Immigrazione, don Domenico: «non si può distinguere tra i poveri»

In occasione della Giornata Mondiale dei Poveri, celebrata nella giornata di ieri nella chiesa reatina di San Domenico, mons Pompili ha idealmente ripreso il discorso sul fenomeno dell’immigrazione avviato nel giorno di san Francesco. «Situazioni – diceva il vescovo il 4 ottobre – che vanno affrontate con realismo e senso della misura, ma senza girare le spalle ai ‘poveri cristi’ che vediamo vagare in città. Sapendo che tale fenomeno non è breve né transitorio, ma invita a rivedere il nostro modello di società».

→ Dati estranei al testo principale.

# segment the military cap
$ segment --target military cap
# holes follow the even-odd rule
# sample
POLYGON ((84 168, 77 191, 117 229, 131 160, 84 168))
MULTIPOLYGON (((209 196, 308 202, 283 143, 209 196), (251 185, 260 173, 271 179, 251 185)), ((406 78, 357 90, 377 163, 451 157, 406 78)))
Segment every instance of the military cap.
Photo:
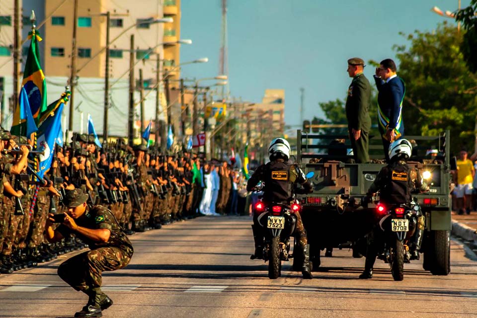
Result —
POLYGON ((11 139, 11 135, 8 130, 0 131, 0 140, 9 140, 11 139))
POLYGON ((364 66, 364 61, 359 58, 352 58, 348 60, 348 64, 350 65, 362 65, 364 66))
POLYGON ((76 208, 88 200, 88 195, 81 189, 71 190, 66 193, 63 198, 63 204, 69 208, 76 208))
POLYGON ((148 151, 148 148, 144 145, 137 145, 134 146, 135 151, 148 151))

«Ciò che viene rimproverato al servo fannullone è la mancanza del rischio, la tendenza al quieto vivere che ci fa perdere le occasioni che la storia ci riserva». È stato chiaro il vescovo Domenico commentando la parabola “dei talenti” di fronte ai fedeli, ai volontari, agli operatori delle diverse realtà impegnate nel settore pastorale della Carità, che si sono riuniti domenica 19 novembre nella chiesa reatina di San Domenico per partecipare alla messa celebrata in occasione della Giornata Mondiale dei Poveri: «la scelta è tra rifugiarci pigramente nel passato o essere audaci rispetto a quello che ci attende».

Come a dire che la tensione concreta e laboriosa verso l’altro che deve distinguere il cristiano non può fermarsi davanti alle difficoltà, pure quando sembrano insormontabili. Altrimenti ci si espone al rischio della “retrotropia”, individuato nel suo libro-testamento da Zygmunt Bauman, che con questa formula individua la mentalità e l’atteggiamento pubblico che vogliono le speranze di miglioramento prima riposte nel futuro, per quanto incerto e inaffidabile, nuovamente reimpiegate sul vago ricordo di un passato apprezzato per la sua presunta stabilità e affidabilità.

In un tempo che vive la delusione lasciata da grandi utopie che si proponevano di fare piazza pulita di tutto, don Domenico ha esortato a «non volgerci semplicemente verso il passato solo perché ci sembra più rassicurante rispetto a un futuro ispido e insidioso». La questione che dobbiamo affrontare è proprio il tempo che abbiamo davanti, per quanto complicato possa sembrare.

«Pensiamo alla questione degli immigrati» ha esemplificato il vescovo: «non possiamo cavarcela né con un sì affrettato, né con un no insolente. È una grande questione che non finisce sotto gli slogan della prossima campagna elettorale, ma ha a che fare con la nostra vita quotidiana, con il nostro centro storico spopolato e abitato da altri». Difficile fornire risposte rimpiangendo il passato: meglio adottare un atteggiamento «audace e creativo rispetto a quello che sta accadendo». «A noi cristiani – ha concluso don Domenico – non è permesso privatizzare il tempo futuro, facendo in modo che ci siamo noi da una parte e loro dall’altra. Il tempo che viviamo riguarda tutti e l’invito che viene dal Vangelo è quello di sfruttare al massimo il talento che ci è dato cercando di trovare risposta a queste domande che non ci abbandonano e che dovremo insieme cercare di fronteggiare». È al di là «della paura e dell’accidia», che si apre «una strada percorribile per tutti, senza distinguere tra i poveri».